The rate then varies significantly, until 1 April 2013 when it becomes $447.70 per week, with credits to be made for any payments made by the insurer within the defined periods.
[7] Supplementary T-Documents, p 229.
The Applicant’s lawyers advise her that she cannot do any better than that offer if the case went to hearing. They recommend that she accepts that part of the offer, but tell her they can increase the figure for pain and suffering (which in fact then occurred). They also advise the Applicant that they want to discuss the matter further because she has now exceeded the relevant 15% threshold and that might entitle her to bring a Work Injuries Damages claim. This seems to be quite good advice, and as a result the matter ended up being settled.
I should also add that I note the legal fees end up being $55,000. Having looked at a number of these cases that sum is considerably less, considering the time involved in running this case, than what some solicitors charge. So it seems, in the absence of any evidence to the contrary, that the Applicant has been well served by the firm and no issues arise in this matter in relation to her legal advice.

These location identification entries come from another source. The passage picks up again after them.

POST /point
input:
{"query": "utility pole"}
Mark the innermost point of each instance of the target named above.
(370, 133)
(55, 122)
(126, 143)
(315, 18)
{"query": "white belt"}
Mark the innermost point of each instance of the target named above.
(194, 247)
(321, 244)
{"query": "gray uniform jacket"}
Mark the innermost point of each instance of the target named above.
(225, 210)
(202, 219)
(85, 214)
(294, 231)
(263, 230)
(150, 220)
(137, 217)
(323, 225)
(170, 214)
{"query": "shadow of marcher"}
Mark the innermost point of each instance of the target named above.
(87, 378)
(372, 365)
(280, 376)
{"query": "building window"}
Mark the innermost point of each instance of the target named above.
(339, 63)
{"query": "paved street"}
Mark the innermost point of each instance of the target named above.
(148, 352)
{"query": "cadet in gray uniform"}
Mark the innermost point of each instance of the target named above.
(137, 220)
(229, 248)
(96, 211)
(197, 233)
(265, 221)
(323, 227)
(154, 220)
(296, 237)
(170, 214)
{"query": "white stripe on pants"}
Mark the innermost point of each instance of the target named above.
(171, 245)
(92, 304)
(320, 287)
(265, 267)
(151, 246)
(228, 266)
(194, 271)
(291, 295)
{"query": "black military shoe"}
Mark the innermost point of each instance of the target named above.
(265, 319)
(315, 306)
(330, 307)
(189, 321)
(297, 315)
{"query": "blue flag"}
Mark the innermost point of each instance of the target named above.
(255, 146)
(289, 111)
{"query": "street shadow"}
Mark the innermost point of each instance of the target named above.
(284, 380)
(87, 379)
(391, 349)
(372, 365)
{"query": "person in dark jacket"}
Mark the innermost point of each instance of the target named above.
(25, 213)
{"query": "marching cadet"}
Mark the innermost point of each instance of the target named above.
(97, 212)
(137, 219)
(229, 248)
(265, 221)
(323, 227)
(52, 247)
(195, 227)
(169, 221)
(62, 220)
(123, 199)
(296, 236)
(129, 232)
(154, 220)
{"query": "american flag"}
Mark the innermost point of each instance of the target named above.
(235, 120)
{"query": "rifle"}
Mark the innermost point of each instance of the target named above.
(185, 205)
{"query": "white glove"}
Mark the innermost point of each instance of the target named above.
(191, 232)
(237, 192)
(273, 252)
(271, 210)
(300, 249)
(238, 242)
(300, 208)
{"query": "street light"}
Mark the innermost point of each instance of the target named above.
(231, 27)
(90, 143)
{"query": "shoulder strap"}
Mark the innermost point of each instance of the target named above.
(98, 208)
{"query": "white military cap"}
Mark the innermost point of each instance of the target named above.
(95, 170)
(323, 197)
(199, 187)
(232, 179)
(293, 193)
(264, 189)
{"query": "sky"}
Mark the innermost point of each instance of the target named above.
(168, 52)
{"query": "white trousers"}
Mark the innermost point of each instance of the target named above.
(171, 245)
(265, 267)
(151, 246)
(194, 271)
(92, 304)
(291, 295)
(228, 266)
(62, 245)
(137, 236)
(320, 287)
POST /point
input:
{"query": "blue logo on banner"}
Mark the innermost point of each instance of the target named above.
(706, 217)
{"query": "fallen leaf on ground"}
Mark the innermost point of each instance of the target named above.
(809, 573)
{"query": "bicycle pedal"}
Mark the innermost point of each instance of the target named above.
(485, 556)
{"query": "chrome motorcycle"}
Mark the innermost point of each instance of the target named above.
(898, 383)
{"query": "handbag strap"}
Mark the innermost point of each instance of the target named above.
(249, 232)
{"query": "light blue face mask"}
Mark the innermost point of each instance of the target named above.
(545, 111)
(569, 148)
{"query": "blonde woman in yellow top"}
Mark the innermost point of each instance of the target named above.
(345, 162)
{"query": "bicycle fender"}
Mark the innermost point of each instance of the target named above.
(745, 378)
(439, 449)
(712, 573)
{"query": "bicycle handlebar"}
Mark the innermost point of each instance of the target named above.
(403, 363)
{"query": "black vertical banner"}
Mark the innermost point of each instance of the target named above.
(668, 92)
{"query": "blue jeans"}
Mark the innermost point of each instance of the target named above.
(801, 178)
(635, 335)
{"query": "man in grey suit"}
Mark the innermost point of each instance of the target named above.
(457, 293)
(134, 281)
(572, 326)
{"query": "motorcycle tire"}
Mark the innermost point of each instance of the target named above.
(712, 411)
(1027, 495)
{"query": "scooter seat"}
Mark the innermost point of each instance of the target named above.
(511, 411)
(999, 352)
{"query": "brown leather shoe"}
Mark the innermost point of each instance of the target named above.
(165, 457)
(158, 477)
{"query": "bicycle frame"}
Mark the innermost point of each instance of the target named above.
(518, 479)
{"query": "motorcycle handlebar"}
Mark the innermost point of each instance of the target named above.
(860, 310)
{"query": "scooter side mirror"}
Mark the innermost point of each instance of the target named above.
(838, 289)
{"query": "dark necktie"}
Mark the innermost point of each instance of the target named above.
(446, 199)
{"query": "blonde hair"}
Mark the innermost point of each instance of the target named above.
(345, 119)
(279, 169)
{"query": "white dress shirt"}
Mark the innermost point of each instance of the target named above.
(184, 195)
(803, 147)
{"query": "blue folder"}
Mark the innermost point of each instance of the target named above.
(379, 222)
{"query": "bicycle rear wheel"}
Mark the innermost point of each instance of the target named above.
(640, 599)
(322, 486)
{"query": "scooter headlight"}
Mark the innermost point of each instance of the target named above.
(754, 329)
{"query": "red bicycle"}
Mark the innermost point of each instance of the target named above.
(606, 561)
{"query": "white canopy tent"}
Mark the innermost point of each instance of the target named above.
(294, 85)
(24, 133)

When the matter was finalised after June 2014, the Applicant received a net amount of $296,713.43. And then Medicare sent her $39,000 shortly thereafter, making a combined net total of $335,713.46.
The Applicant ran out of money in April 2017 and then applied to Centrelink for a Newstart allowance.
The Applicant provided evidence to the Tribunal, both oral and documentary, including evidence before the AAT1, showing how much she has spent on various items. I will address that shortly.
I should however before coming to that, reiterate that the clear intent of the insurer was for the Applicant to receive periodic payments and the above is indicative of that.
The basic logic of the scheme is that if this was not the case, and if these payments were to be treated as a lump sum payment, one would have to go back to 1 October 2007 and then the 249 weeks would run from then to sometime in August - September 2012. This would be ridiculous as the preclusion period would end before any payments were made. It would be before the payments of $32,500 and $37,500, and before the lump sum payment of $296,713.43 made at settlement. The legal process leading to settlement was still ongoing in 2012.
The legislation and the principles behind the legislation is to work out a fair amount from the person's lump sum compensation when they agree to take a lump sum compensation. That lump sum takes into account whether the sum is either all for, or mostly for, loss of earnings and future loss of earnings, and to work out a period where the person can live off that before they can claim a pension.
$920.80 per week is not unreasonable and the formula is not unreasonable. I do note that it is probably close to what the Applicant was actually earning when she was working, and possibly even a little bit more.
The idea then is that the person should not, unless there are exceptional circumstances, be able to receive a pension during that period.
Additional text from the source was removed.